When you run your first marathon the goal is usually just to finish, but as your running career continues this goal changes. Runners begin to set personal accomplishments such as completing a race in a certain time, increasing the distance to become an ultra-marathoner or wanting to finish a challenge like running races in seven continents in seven days. These runners are able to succeed by laying out small feats along the way that help them reach their final objectives.
As a new engineer entering the workforce, it is always recommended that you determine the career goals you want to achieve. When I hire engineers, after about a month I ask what their professional objectives are and which career benchmarks they’d like to reach in this department. Normally, it’s easy to identify the people that have not put thought into their futures. Career goal setting can be the reason why one person loves their work and moves forward, while another finds their job stressful and lacking purpose. After all, you don’t want to work in a position for years only to realize you’re merely spinning your wheels. The key to setting up your career goal is determining what matters to you.
Like runners, you need to setup two types of goals: short term and long term. A long-term goal is usually your overall vision for the future, such as a dream job or how you want to be remembered. For example, my long-term vision is to be a university professor of material science. Once you have established this target, you will be able to determine the short-term goals you need to accomplish along the way.

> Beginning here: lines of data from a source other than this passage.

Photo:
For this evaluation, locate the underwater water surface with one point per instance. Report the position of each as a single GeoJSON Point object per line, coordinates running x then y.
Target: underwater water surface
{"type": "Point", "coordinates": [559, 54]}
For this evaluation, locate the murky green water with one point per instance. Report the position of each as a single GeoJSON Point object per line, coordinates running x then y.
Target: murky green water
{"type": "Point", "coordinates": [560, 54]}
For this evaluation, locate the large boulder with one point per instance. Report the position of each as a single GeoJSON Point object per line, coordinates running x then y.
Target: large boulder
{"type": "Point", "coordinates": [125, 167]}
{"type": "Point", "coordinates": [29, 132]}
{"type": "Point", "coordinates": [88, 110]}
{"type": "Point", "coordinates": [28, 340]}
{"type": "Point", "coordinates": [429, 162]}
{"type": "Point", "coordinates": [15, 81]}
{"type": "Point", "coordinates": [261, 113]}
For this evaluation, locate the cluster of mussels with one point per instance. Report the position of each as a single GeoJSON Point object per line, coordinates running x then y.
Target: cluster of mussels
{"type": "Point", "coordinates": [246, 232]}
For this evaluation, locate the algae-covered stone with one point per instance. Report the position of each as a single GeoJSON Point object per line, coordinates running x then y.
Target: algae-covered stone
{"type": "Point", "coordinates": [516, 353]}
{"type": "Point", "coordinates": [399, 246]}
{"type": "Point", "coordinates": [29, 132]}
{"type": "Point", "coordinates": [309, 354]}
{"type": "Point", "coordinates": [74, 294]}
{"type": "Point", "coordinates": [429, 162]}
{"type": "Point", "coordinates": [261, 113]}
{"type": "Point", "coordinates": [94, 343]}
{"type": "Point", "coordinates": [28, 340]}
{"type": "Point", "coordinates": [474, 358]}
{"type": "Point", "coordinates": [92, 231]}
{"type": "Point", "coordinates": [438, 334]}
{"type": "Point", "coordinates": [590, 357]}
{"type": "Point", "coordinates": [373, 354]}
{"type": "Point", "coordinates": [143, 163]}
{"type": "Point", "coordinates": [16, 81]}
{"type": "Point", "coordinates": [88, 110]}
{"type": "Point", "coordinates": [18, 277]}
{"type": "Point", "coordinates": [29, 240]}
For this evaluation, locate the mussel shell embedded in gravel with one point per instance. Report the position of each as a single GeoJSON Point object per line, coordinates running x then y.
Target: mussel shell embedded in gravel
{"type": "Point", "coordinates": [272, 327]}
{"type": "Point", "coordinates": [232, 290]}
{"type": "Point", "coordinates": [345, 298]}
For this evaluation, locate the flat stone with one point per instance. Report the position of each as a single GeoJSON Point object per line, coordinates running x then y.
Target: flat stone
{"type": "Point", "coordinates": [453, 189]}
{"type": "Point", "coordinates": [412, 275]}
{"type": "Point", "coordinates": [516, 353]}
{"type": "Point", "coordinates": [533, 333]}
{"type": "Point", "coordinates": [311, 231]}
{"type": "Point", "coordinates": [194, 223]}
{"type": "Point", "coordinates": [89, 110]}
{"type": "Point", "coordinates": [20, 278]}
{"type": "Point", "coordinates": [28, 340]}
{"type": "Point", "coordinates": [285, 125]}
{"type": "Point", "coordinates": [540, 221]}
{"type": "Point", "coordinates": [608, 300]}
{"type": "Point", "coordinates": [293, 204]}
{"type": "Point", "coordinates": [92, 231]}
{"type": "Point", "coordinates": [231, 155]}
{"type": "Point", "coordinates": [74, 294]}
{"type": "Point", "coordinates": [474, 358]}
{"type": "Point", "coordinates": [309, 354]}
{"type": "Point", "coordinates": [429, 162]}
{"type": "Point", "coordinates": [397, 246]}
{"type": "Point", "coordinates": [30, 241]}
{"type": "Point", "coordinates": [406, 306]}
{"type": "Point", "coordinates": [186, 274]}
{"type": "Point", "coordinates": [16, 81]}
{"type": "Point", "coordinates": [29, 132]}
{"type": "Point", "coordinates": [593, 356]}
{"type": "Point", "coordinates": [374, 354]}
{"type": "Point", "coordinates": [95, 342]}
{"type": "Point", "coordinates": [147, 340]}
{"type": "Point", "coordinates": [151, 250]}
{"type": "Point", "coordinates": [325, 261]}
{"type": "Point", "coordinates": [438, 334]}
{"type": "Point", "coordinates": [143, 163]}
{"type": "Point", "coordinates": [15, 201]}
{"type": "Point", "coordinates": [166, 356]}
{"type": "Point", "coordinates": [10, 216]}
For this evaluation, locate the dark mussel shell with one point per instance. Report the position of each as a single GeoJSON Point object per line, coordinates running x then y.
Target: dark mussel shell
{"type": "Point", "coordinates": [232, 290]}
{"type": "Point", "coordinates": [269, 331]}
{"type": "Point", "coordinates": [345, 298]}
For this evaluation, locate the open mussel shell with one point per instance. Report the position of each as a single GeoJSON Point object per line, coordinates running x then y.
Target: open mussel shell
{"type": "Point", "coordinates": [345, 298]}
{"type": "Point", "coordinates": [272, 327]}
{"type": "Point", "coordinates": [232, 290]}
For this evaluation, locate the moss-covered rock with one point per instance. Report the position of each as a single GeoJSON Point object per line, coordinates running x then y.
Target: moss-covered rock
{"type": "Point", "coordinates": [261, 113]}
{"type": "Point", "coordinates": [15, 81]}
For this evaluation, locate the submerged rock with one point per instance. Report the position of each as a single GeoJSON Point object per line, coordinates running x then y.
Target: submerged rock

When setting short-term goals, you want to look at tasks or milestones that can be attained in a reasonable time frame, such as six months or three years. My short-term goals, for instance, revolve around my desire to be a professor so I can use my experience and industry knowledge to educate students. The short-term goals I have completed to move me closer toward my ultimate aspiration include obtaining a bachelor’s degree, acquiring experience as an industrial engineer and a process metallurgist, as well as acquiring quality experience and becoming a department manager. Additional short-term achievements that I have left to accomplish on my path towards my long-term goal include earning my master’s degree and Ph. D.
Now that you have laid out your goals, you want to formulate them properly to make sure you can reach success. Some simple guidelines to follow are:
Be Specific: You might say, “I want to be successful.” But who doesn’t? A better question is “What does ‘success’ mean to me?” In my case, success is being able to educate prospective engineers and help improve our community and environment for future generations. For another person, it could be only working 40 hours a week so they can spend more time with family.
Don’t Be Negative: Make sure your goals are something you want to do rather than avoid. Otherwise, you might end up abandoning your efforts.
Keep it Realistic: Make sure your long-term goal is compatible with your ability and skills. You will never hear me set a goal like, “I’m going to win the PGA tour.” I can barely golf!
Make Sure the Goal is Obtainable in a Reasonable Time-frame: Don’t set yourself up for failure. When setting a goal, make sure you include a reasonable time frame to achieve it. Remember to take the large goal and break it down into shorter goals that are easier to manage.
Link Actions to Each Goal: For instance, I needed to become a department manager. To achieve this, I signed up for my Master’s in Business Administration.
Be Flexible: If you encounter a barrier that impedes your progress, don’t give up. Modify your goal accordingly. For me this means it will take four years to complete a Ph. D since I will need to work full time throughout my program.
What items that have helped you achieve your short- and long-term goals?